Am I overreacting to be so upset by this? Or should I just accept that she has new friends now and our friendship has effectively fizzled out?

shakeyourcaboose Wed 25-Oct-17 21:10:05

Did she have a role in it? Maybe she thought she would and was upset/offended? Xz

shakeyourcaboose Wed 25-Oct-17 21:12:46

Apologies for random xz!

Misstomrs Wed 25-Oct-17 21:15:33

Honestly, there may be something exceptional going on in her life, but, assuming that isn't the case, I would say you've drifted and that it may be time to let go. You could try messaging her, or ideally calling her, and being honest, but frankly I think you're going to do a lot of running for pretty minimal return. Sorry OP.

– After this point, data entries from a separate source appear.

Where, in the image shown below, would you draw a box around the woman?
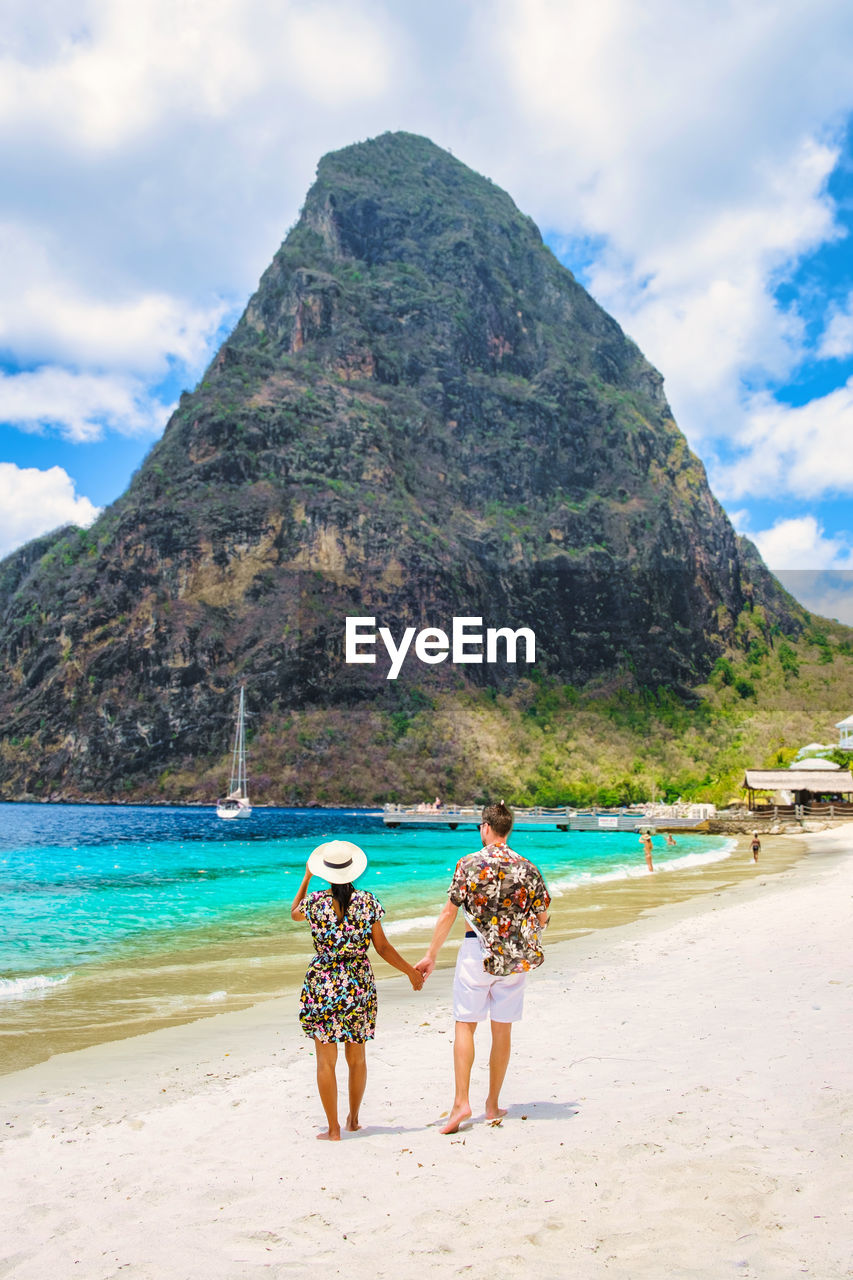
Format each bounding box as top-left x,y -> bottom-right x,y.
291,840 -> 424,1142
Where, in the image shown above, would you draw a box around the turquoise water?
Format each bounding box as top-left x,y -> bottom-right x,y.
0,804 -> 731,1002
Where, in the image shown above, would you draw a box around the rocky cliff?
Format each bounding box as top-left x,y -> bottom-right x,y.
0,133 -> 803,800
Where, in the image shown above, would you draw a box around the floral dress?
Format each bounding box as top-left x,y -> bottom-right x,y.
300,890 -> 386,1044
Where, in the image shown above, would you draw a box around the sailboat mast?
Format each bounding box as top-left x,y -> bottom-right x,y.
237,685 -> 248,796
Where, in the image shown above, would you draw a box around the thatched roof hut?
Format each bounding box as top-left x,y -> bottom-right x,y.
742,762 -> 853,809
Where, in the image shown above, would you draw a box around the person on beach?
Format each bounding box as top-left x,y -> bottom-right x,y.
291,840 -> 424,1142
415,803 -> 551,1133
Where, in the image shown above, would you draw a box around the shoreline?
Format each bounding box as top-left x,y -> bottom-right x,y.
0,836 -> 806,1078
0,829 -> 853,1280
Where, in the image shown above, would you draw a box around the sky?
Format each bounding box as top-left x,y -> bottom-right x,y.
0,0 -> 853,625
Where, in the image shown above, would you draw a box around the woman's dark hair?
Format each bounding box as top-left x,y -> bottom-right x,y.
326,884 -> 355,919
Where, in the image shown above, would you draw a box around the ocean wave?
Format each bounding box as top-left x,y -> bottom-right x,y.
548,840 -> 736,897
382,911 -> 438,936
0,973 -> 70,1000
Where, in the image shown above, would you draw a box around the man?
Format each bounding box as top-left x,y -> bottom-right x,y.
415,801 -> 551,1133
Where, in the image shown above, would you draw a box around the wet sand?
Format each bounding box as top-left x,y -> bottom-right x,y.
0,836 -> 806,1075
0,828 -> 853,1280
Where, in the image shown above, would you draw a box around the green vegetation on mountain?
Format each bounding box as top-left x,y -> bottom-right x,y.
0,133 -> 853,803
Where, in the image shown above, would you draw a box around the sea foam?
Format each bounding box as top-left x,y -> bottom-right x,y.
0,973 -> 70,1000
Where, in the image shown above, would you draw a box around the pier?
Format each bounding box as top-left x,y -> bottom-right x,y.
382,804 -> 713,832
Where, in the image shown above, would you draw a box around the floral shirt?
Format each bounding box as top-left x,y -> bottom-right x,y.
448,845 -> 551,977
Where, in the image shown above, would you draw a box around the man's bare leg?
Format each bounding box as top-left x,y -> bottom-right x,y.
485,1021 -> 512,1120
343,1043 -> 368,1133
314,1037 -> 341,1142
439,1023 -> 476,1133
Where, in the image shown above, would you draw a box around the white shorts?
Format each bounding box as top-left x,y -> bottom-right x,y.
453,938 -> 528,1023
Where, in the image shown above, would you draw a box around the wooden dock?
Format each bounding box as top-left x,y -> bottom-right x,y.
382,804 -> 708,832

mysecret321 Wed 25-Oct-17 21:15:50

Weird, i think there must be a reason for her behaviour...

greendale17 Wed 25-Oct-17 21:22:19

She doesn’t want to be your friend anymore

LockedOutOfMN Wed 25-Oct-17 21:25:08

It was your big day, not hers. She WBU not to RSVP, but yabu if you think she owes you more than that.

RooKangaroo Wed 25-Oct-17 21:38:46

Either there's something else going on, or she doesn't want to be that close with you anymore.

If it's been a long and good friendship, it's worth asking her. Maybe something else is happening that she needs support with.

Beyond that, if she doesn't reply, you've done everything you can and she's just not interested. Sorry sad

Madbum Wed 25-Oct-17 21:41:34

It sounds like she’s grown apart from you, very hurtful for you and should at least have had the decently to say she wouldn’t be attending and wished you well.

LouiseBrooks Wed 25-Oct-17 21:46:54

She's not your best friend and she's bloody rude - It would have taken 10 seconds to select accept/decline on the pre-paid card. Her shoddy response to any of the other messages either shows she doesn't care. I appreciate it may well be hard but just ditch her.

AyeAyeFishyPie Thu 26-Oct-17 07:33:47

She's just bloody rude I'm afraid. I would let it go but I entirely understand why you are upset, I would be too.

OliviaStabler Thu 26-Oct-17 07:35:50

Could she have been offended you did not ask her to be a bridesmaid?